MARCH - The Mueller Report and AG Barrs principal conclusions
Stories surrounding the release of the special counsel robert mueller's (Fig. 2, March Rank 1) report and attorney general william barr's (Fig. 2, March, Rank 2) release of the principal conclusions of the report dominated the news cycle in March 2019.

APRIL to MAY - The Mueller Report and Biden announces his candidacy for President
Mueller Report stories which began dominating the news cycle in March 2019 continued dominating the news cycle into April, but they shared the spotlight with stories reporting the Biden Presidential Candidacy following his announcement on April 25, 2019. Joe Biden remained a constant fixture in the news cycle from April to December 2019. However, it is important to state that the context around the mention of Joe Biden before September was probably due to his status as a top tier candidate in the Democratic field. But from September 2019, the context of his mention changed because of his  involvement in President's Trump's call with the Ukrainian President which led to the Whistleblower's report that precipitated the impeachment inquiry.

JUNE to JULY - The Democratic candidates and Alexandria Ocasio-Cortez
The 2020 US Democratic candidates such as bernie sanders (Fig. 2, June Rank 4) were in the June - July news spotlight of 2019. They shared the spotlight with Congresswoman alexandria ocasio-cortez (Fig. 2, July Rank 3) who received considerable attention from the media in July for different stories such as the green new deal, and a secret Facebook group of current and former Border Patrol members that consisted of posts that demeaned the Congresswoman.
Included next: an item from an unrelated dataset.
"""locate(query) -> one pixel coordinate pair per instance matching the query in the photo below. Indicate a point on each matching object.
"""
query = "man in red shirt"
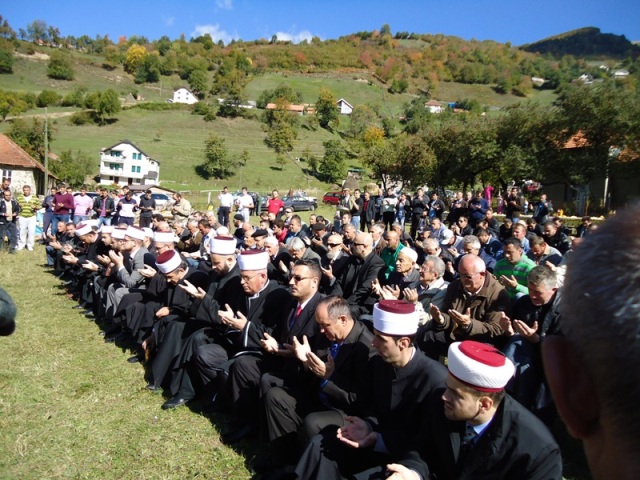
(274, 204)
AUGUST - The El Paso mass shooting
The tragic El Paso mass shooting (Fig. 2, August, Rank 5) dominated the August 2019 news cycle.

SEPTEMBER to DECEMBER - Impeachment inquiry announcement, public testimonies, and the impeachment of President Donald J. Trump
September through December chronicled the various stages of the impeachment inquiry and eventually the impeachment of President Trump. On September 24, 2019, House Speaker Nancy Pelosi announced the start of an official impeachment inquiry (Fig. 2, September Rank 4). Next, the November 2019 news cycle was dominated by the public impeachment hearings (Fig. 2, November Rank 5), with the eventual passing of the articles [of] impeachment (Fig. 2, December Rank 1).

StoryGraph has been generating news similarity graphs at 10-minute intervals since August 2017. A single graph file (e.g., this impeachment inquiry graph generated on September 24, 2019) includes the URL of the news articles, plaintext, entities, publication dates, etc. This post only reports an investigation into identifying the news stories that received significant attention in 2019. But there is still the opportunity for further study and we welcome any such initiatives.

-- Alexander C. Nwala (@acnwala)